If the credit crisis is over, why are credit insiders selling stock...?
IF the CREDIT CRISIS were genuinely over and the economy was genuinely on the mend, someone should have told Capital One Financial, one of America's largest issuers of consumer credit, writes Eric Fry for The Daily Reckoning.
Wednesday afternoon, at the Goldman Sachs US Financial Services Conference in New York City, Capital One's Chairman and CEO, Richard D. Fairbank, wowed the crowd with a dizzying collection of grim assessments and forecasts.
In no particular order, Fairbank observed:
- "The storm is not over and we continue to face several significant risks..."
- "With respect to commercial real estate, I believe we cannot see line of sight to the peak yet...I kind of feel it's going to get worse before it's better..."
- "The housing market remains severely dislocated."

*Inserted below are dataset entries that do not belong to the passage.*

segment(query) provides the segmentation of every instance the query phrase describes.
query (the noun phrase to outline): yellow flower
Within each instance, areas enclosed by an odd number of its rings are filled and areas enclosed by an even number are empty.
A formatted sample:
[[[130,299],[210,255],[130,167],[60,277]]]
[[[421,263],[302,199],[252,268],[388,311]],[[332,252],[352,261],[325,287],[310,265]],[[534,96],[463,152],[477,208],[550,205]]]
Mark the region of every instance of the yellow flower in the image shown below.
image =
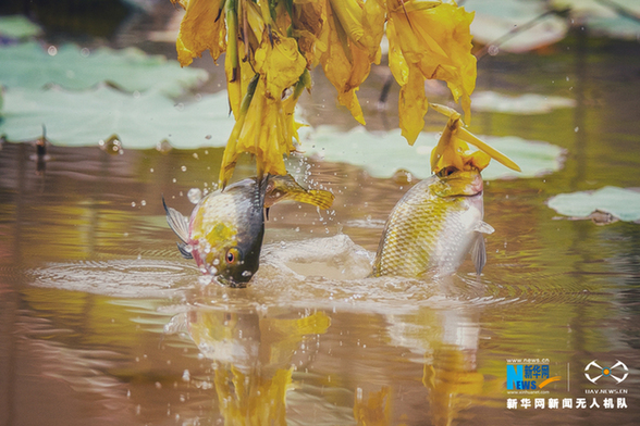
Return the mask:
[[[281,37],[278,33],[272,33],[271,40],[262,37],[255,55],[255,68],[264,76],[268,98],[281,99],[283,91],[298,82],[306,67],[307,61],[294,38]]]
[[[294,110],[304,89],[311,87],[309,70],[317,64],[336,88],[339,102],[365,124],[356,92],[371,64],[380,62],[385,23],[389,66],[401,85],[399,124],[407,141],[414,143],[424,126],[429,105],[424,79],[446,82],[469,117],[469,96],[476,84],[469,34],[473,14],[455,2],[171,1],[186,9],[176,41],[182,65],[207,49],[214,60],[226,52],[226,88],[236,123],[222,160],[222,186],[231,179],[243,152],[256,156],[259,175],[286,173],[283,155],[295,149],[300,126],[294,120]],[[461,126],[452,127],[450,147],[435,150],[436,163],[461,161],[484,166],[489,160],[482,153],[467,153],[464,140],[472,136],[467,134]],[[441,167],[440,163],[434,166]]]
[[[337,100],[359,123],[365,124],[356,91],[369,76],[371,63],[380,63],[380,40],[384,32],[381,0],[365,7],[355,0],[329,0],[327,25],[320,35],[320,63],[337,89]],[[369,4],[370,3],[370,4]]]
[[[476,87],[476,57],[471,54],[469,33],[473,13],[455,3],[424,0],[389,0],[387,7],[395,30],[393,38],[404,58],[416,64],[426,78],[446,82],[470,120],[469,97]]]
[[[438,173],[450,166],[459,171],[470,168],[482,171],[489,165],[491,159],[516,172],[520,172],[520,167],[512,159],[495,148],[488,146],[467,130],[459,113],[444,105],[433,103],[431,106],[441,114],[448,116],[448,122],[442,131],[442,136],[433,151],[431,151],[432,173]],[[480,151],[472,152],[467,142],[476,146]]]
[[[226,48],[224,0],[182,0],[179,3],[186,9],[175,43],[180,64],[189,65],[207,49],[217,61]]]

Fairbank placed this last observation in the context of an economy that is still wobbling on its feet and unable to generate employment growth.
"Despite last week's modest improvement [in the jobs report]," he observed, "the average time to find a new job remains very high, a sign that the job market is more frozen than in past recessions.
"Similar to labor markets, the housing sector remains severely dislocated, despite some signs of stabilizing home prices. There is a growing backlog of foreclosures. Inventories of homes in foreclosure or with severely delinquent mortgages are increasing. This is likely to put downward pressure on home prices as the foreclosure inventory hits the market.
"Continued weakness in housing puts pressure on the broader economy and makes any emerging recovery fragile. And some of the apparent improvements in the economy may not be sustainable. As government stimulus programs like Cash for Clunkers, first-time home buyer tax credits and other direct cash payments to consumers may have only fleeting effects."
During his presentation, Fairbank also sprinkled in a few dashes of optimism about the economy's prospects...and several dollops of confidence about Capital One's ability to "weather the storm."
Investors seemed to like what they heard, as Capital One's stock jumped more than 2% yesterday afternoon. Curiously, however, the insiders at Capital One cannot seem to find any reason whatsoever to buy the stock. In fact, they have been unloading it at a very rapid clip during the last few months.
Fairbank, for his part, has not made a single open market sale since May of 2008. But most of the other company insiders have shown no such restraint. Ryan Schneider, for example, President of the Card division, sold 31,848 shares of COF (worth $1.18) during the last four months, and just announced his intention to sell another 84,518 shares. All totaled, these sales would represent more than half his holdings.
Over in the accounting department, CFO Gary Perlin, just sold $2.3 million worth of COF stock, or about one quarter of his holdings. (For perspective, the last time Perlin sold stock was in May of 2007 – less than one month before COF began its swoon from $81 to $8.)
The recent flood of insider selling at Capital One is no guarantee that conditions will soon worsen at the large consumer lender. But as a rule of thumb, insiders do not sell when they believe their stock will be going UP.